I gasped for breath, and my eyes shocked open, and the first sight I saw for real was Dad’s face, the vein in his neck bulging even as he slept.  He’s not going to be okay with me leaving.  Not at all.  I actually met him in the elevator on my way out of the hotel this morning.  When the doors parted like the Red Sea, and I stepped inside onto dry land, there was Dad propped up in the corner, reading that Jonah-less study Bible we bought him last year for his Birthday. 

He was reading from Romans.  I could tell it was Romans by the look in his eyes and the way he was chewing his lower lip.  “Where you think you’re going, Sonny?” He turned the page without looking up at me.

I paused.  The elevator doors hissed shut, engulfing the two of us in a profound silence...“The lobby.”  I turned and punched the “L,” as if I was just hopping down to the lobby to get some ice or something.

“You can’t leave, Sonny.”  He buried his finger in the Bible to mark his page as he shut it slowloy.

“No?”

“No.  We need you.  We can’t do any of this without you.  You’re the one, Sonny.”  He was really crying too – big, beady tears that dripped like wax.  “You’re the one.”

“I can’t do it anymore.  I can’t.”  I caught myself shaking my head.  That was a lot to lay on my shoulders.  “I just want something else.”  I shrugged it all away.

“Everybody does.  That’s…the thing everybody wants," he told me.  "Something else.  That’s the rub, Sonny, but you just gotta keep rubbing and rubbing and rubbing until it’s all spotless.” 

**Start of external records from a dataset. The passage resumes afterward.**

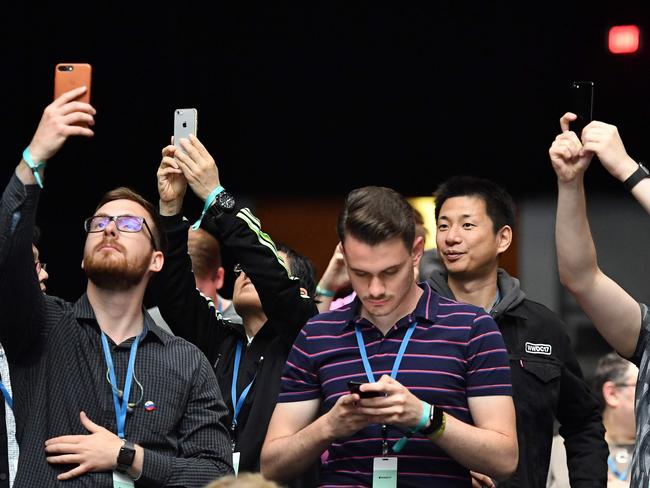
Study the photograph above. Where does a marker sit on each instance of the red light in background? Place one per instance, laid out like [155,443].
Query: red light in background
[623,39]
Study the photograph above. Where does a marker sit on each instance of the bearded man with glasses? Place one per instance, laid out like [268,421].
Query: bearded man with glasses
[102,396]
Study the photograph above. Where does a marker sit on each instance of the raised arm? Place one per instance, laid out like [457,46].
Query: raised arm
[240,231]
[613,311]
[22,298]
[188,313]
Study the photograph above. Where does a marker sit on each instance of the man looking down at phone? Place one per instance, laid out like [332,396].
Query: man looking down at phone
[475,219]
[102,396]
[440,368]
[622,321]
[272,293]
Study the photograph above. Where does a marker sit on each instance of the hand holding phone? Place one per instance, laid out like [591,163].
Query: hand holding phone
[68,76]
[353,386]
[185,123]
[581,104]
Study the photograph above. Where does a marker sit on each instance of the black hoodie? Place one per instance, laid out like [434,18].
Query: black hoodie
[547,384]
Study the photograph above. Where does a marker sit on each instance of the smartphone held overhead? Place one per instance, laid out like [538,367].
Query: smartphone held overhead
[68,76]
[582,104]
[185,123]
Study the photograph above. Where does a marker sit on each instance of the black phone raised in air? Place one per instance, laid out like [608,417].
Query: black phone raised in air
[582,104]
[353,386]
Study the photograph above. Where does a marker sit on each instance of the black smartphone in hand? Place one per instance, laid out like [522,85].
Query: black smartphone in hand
[353,386]
[581,104]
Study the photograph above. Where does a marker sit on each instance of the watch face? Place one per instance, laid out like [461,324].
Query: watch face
[225,201]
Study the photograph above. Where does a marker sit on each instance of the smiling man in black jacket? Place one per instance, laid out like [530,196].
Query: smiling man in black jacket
[474,219]
[272,294]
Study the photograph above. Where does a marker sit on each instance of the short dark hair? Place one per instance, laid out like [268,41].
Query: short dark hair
[205,252]
[124,193]
[499,204]
[375,214]
[610,367]
[301,267]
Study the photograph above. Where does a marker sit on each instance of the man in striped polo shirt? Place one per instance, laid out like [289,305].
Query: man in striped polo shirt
[438,369]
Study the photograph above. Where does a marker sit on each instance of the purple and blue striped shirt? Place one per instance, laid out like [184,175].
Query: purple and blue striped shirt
[456,352]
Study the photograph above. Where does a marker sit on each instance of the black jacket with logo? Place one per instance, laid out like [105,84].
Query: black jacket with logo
[192,317]
[547,384]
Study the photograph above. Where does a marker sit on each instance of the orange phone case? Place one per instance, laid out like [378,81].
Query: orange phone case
[72,75]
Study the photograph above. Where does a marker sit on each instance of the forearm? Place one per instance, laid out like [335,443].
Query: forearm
[475,448]
[250,246]
[187,313]
[26,175]
[576,252]
[20,306]
[287,457]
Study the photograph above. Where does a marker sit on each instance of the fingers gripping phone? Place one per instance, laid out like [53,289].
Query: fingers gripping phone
[185,123]
[353,386]
[68,76]
[582,104]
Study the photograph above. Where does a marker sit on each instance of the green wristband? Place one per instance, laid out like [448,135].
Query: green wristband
[35,167]
[325,292]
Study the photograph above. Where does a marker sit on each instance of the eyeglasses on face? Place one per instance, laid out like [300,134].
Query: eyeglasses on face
[40,266]
[124,223]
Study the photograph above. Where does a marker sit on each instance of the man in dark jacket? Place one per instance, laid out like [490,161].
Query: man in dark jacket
[474,219]
[272,294]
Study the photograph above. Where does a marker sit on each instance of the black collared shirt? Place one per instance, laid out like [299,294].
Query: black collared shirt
[58,370]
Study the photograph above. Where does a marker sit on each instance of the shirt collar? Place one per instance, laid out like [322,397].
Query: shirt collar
[425,311]
[84,313]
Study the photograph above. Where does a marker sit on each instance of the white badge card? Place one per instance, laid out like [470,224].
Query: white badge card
[235,462]
[384,472]
[122,481]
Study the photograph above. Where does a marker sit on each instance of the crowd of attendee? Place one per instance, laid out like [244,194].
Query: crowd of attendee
[391,371]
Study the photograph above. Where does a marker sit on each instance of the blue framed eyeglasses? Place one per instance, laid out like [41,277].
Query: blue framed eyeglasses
[124,223]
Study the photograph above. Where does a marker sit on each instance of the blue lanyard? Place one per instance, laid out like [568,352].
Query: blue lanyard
[237,403]
[7,395]
[615,471]
[121,401]
[398,358]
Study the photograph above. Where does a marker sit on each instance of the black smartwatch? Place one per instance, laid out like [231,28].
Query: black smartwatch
[435,421]
[224,202]
[636,177]
[125,457]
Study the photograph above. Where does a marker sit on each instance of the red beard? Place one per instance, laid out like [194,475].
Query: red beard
[113,271]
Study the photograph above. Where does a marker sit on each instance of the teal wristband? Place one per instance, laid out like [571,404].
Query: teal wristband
[325,292]
[426,408]
[33,166]
[208,201]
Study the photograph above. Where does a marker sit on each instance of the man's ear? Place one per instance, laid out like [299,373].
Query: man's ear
[417,250]
[610,394]
[504,239]
[219,278]
[157,261]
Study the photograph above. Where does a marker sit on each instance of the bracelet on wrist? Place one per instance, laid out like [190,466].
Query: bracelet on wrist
[325,292]
[35,167]
[208,201]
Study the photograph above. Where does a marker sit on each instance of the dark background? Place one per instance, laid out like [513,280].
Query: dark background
[313,99]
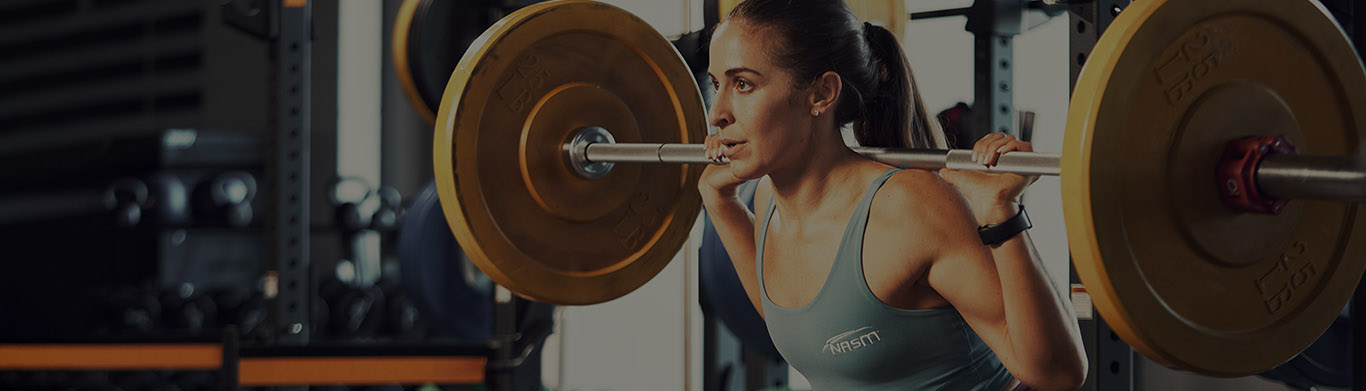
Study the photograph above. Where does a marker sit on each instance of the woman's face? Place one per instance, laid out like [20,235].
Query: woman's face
[761,116]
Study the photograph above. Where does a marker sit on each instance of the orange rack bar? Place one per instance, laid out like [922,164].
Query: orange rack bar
[252,371]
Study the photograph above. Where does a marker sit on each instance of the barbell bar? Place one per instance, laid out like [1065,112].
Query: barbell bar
[1171,92]
[1280,177]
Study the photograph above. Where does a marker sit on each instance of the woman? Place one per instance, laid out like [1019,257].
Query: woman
[868,276]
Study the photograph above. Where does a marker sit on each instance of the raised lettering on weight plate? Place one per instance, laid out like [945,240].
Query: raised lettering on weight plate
[527,77]
[1197,58]
[1279,285]
[633,227]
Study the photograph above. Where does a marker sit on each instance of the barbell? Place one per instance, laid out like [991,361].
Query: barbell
[1191,127]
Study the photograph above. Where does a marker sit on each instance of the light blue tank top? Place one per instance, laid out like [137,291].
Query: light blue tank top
[847,339]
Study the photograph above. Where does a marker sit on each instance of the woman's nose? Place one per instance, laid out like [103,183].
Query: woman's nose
[720,114]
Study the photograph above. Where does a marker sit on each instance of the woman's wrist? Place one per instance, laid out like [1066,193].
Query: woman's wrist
[997,212]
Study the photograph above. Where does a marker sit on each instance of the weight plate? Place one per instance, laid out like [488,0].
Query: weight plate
[1179,276]
[512,201]
[448,291]
[428,40]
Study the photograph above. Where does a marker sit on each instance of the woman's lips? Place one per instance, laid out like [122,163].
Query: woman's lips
[730,148]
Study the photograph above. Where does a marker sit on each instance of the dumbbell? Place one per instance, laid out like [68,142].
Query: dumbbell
[400,316]
[130,309]
[351,311]
[124,198]
[167,203]
[347,194]
[226,198]
[241,308]
[385,219]
[183,309]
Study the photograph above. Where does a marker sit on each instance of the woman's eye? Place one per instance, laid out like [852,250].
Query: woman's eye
[743,86]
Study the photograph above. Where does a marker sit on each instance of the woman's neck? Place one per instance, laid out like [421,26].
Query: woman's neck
[817,178]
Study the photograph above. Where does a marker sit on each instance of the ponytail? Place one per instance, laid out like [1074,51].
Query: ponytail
[894,114]
[881,99]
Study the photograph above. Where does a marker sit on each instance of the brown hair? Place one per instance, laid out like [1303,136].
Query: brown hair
[881,99]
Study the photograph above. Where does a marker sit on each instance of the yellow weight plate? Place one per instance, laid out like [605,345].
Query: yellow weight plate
[512,201]
[1179,276]
[429,36]
[889,14]
[399,51]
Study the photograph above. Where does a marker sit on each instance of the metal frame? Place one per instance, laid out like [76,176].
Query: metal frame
[290,235]
[1111,360]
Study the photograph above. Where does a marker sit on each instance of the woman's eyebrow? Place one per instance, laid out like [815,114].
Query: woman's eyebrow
[732,71]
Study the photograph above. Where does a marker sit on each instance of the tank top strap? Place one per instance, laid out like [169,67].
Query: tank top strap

I looked away.  I could hear his teeth grinding behind me.  The elevator stopped, and when the doors opened, I took off, but Dad grabbed my arm at the elbow and spun me around.  He dropped his Bible, and it made a kind of splashing sound as the pages flopped.  “Tristan.”  It was an unintentional whisper that struggled its way out of his throat. 

“What?”  I shrugged my arm out of his grasp.

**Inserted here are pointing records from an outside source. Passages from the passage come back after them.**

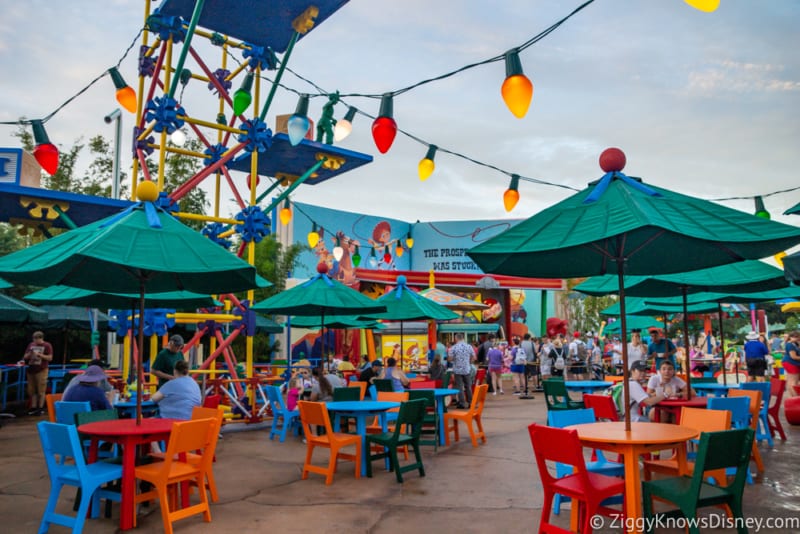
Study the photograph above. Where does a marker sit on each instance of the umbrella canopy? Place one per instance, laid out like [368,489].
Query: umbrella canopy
[97,299]
[452,301]
[18,312]
[141,249]
[620,225]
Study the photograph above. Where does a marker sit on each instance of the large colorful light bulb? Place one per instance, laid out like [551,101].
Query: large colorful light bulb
[344,126]
[517,89]
[298,124]
[426,164]
[511,196]
[125,95]
[242,96]
[45,152]
[384,128]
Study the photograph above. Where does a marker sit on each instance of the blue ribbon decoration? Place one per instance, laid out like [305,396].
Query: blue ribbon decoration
[609,177]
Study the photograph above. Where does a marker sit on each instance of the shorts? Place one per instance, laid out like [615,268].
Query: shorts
[37,383]
[756,366]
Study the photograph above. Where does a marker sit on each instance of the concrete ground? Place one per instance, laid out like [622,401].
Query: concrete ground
[490,489]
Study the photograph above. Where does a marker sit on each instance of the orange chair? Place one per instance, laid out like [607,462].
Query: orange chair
[186,437]
[588,490]
[357,384]
[698,419]
[755,412]
[468,416]
[51,399]
[776,388]
[316,414]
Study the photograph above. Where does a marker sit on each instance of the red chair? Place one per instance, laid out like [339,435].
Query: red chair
[776,387]
[586,489]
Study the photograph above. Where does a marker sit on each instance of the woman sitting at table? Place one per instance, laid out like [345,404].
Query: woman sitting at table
[178,396]
[395,374]
[88,388]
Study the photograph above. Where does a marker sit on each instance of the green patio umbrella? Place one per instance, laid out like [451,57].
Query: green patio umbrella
[320,296]
[18,312]
[142,249]
[620,225]
[403,304]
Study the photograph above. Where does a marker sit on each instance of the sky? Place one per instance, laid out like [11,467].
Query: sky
[707,104]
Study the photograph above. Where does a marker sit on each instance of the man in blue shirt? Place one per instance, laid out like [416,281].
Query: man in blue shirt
[755,353]
[661,348]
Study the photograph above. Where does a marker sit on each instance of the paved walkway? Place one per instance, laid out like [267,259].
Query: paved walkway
[492,489]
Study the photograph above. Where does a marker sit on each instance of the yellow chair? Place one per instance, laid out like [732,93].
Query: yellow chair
[755,413]
[186,437]
[468,417]
[699,419]
[316,414]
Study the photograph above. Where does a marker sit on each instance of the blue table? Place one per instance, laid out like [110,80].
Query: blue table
[440,394]
[710,388]
[360,410]
[587,386]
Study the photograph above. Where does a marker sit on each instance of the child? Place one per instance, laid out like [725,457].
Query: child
[295,390]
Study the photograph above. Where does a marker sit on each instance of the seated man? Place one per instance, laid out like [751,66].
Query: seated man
[88,388]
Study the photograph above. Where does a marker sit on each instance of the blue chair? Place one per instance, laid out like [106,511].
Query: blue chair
[65,411]
[740,417]
[282,418]
[763,417]
[62,440]
[562,418]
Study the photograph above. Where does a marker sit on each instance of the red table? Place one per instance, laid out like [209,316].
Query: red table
[674,406]
[129,435]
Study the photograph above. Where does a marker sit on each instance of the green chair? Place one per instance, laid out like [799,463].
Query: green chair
[410,419]
[383,384]
[556,396]
[717,450]
[430,424]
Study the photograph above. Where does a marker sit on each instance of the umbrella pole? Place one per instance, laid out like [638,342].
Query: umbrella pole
[140,367]
[684,290]
[626,388]
[722,344]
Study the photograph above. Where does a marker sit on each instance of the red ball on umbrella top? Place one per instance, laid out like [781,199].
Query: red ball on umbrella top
[612,160]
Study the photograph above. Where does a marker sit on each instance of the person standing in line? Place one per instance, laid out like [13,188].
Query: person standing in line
[461,356]
[164,365]
[38,355]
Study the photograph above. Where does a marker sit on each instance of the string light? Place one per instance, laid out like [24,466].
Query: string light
[313,236]
[384,128]
[298,124]
[126,96]
[45,152]
[511,196]
[242,96]
[344,126]
[426,164]
[517,89]
[285,214]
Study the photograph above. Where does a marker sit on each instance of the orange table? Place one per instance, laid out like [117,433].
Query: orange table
[642,438]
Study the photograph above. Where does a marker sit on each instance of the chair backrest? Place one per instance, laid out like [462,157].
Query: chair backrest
[51,399]
[59,440]
[558,445]
[720,450]
[755,402]
[603,406]
[738,406]
[314,414]
[562,418]
[383,384]
[362,386]
[346,394]
[65,411]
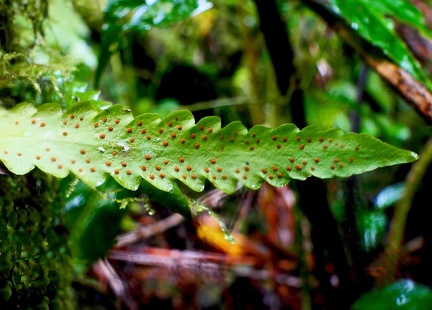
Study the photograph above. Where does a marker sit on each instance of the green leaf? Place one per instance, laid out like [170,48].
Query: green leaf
[370,20]
[123,16]
[93,219]
[93,145]
[403,294]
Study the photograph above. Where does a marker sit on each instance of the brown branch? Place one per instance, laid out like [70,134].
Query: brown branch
[414,92]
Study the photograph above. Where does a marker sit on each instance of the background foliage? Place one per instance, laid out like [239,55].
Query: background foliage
[312,244]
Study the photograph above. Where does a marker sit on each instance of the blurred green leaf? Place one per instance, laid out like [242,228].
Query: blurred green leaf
[123,16]
[403,294]
[370,19]
[93,219]
[371,225]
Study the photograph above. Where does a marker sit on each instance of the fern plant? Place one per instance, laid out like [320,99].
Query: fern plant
[93,144]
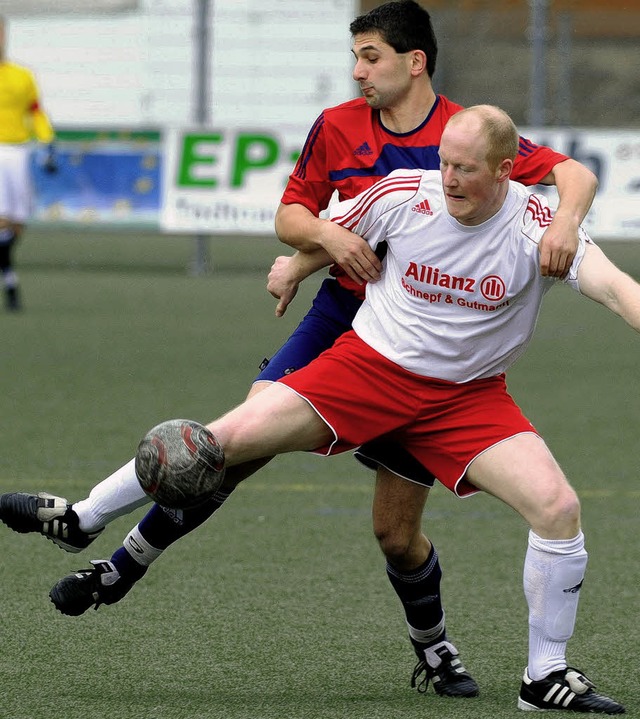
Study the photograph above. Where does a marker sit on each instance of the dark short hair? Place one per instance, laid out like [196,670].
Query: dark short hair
[404,25]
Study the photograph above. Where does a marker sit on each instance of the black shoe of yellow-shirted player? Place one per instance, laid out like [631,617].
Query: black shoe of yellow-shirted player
[45,514]
[567,689]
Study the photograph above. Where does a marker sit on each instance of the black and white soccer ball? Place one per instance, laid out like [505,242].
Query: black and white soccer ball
[179,464]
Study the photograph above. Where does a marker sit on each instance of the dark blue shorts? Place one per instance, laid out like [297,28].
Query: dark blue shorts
[330,316]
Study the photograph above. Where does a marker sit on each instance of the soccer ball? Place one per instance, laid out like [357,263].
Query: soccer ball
[179,464]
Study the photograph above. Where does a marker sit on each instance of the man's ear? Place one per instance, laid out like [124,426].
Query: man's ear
[504,170]
[418,62]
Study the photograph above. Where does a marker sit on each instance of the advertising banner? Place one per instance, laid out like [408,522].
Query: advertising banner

“Please.”  His arms dangled at his sides like live, frayed wires.  “Stay.”  He looked down at the floor.  “The world doesn’t care about you, Sonny.  They won’t listen.  They don’t care what you have to say.  That’s the truth I know.  Ideas are outrunning our culture, Sonny.  It’s only here with us that anybody’ll listen.  That’s what I know.”

“I’m sorry, Dad.  I can’t stay.  You ran away your whole life.  Ran away from what you knew you were supposed to do, and I know it rips you apart every day.  I know.  I see it.  And I can’t live like that.  I found what it is I’m called to do, and I can’t just keep running away from the world with you, Dad.  I gotta face it.  I have to do this.”

He sobbed on his knees in the closing elevator. 

I turned and walked out of the hotel.  The revolving door kept flapping and flapping and flapping, growing fainter and fainter the farther I walked.  I almost cried, but I didn’t.  I’ve never really cried, so I don’t know anything about it, but I do know that all of a sudden my eyeballs felt like they were being sucked to the back of my skull.  I charged passed the street lamp that stopped me yesterday.  It hurt my eyes to look at it.  I blinked and ended up on a bus.